Source: animals.nationalgeographic.com |
Who would have thought that cane toads even have personality, let alone that it is apparently important to the species ability to adapt? Such a possibility causes one to consider the potential role that personality plays in the larger, evolutionary scheme of things. We know from experience that many other species have personality and that personality is of crucial importance in human social interactions.
The concept of personality is also important theologically. Christian theology across the board assumes and asserts that God is a person and has the marks of personality (loving, compassionate, cares about justice, is "slow to anger") exemplified for us in Christ. Trinitarian Christians believe that God is actually three persons (persona), Father, Son, and Holy Ghost. While professional theologians understand that the Latin term persona does not mean "person" in our English sense, the vast majority of English-speaking Christians translate the "personhood of God" as meaning God has personality. It can be argued that this idea that God is a person who has personality is but another case of us creating God in our own image, which has pretty much been my own personal view for a long time. It seems ludicrous on the face of it that the Divine Creator Beyond could in any sense have something as human and mundane as personality.
Still, it is worth considering that personality as a tool of our evolutionary development reflects a predisposition of the Creator, perhaps even an aspect of divine reality. It remains entirely speculative to assert the personality of God, but it is less speculative to claim that personality is somehow within the "providence of God" and again somehow compatible with "God's will for humanity." At the very least, it would seem that our having personalities is not a barrier that stand between us and God as such. Certainly, the way we express personality can be a barrier, but it is not inherently so.

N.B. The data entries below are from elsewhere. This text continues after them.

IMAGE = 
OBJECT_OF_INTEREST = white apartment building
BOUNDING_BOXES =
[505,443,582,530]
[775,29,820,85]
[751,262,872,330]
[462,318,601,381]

If, then, we apply the English-language conception of person to God as a metaphor we are not asserting something necessarily illogical or out of sorts with modern science—so long as we remember that we are using personhood metaphorically. It functions thus as a helpful "mask" (the original Latin meaning of persona) of the Divine Beyond, which remains unknown to us directly. It is not wrong to think of God in personal terms including the ides of having a personal relationship with God. Whether or not God is a person or has personality, we can legitimately experience God in these terms—and think of God in this way. It is, we might say, in our God-given nature to do so.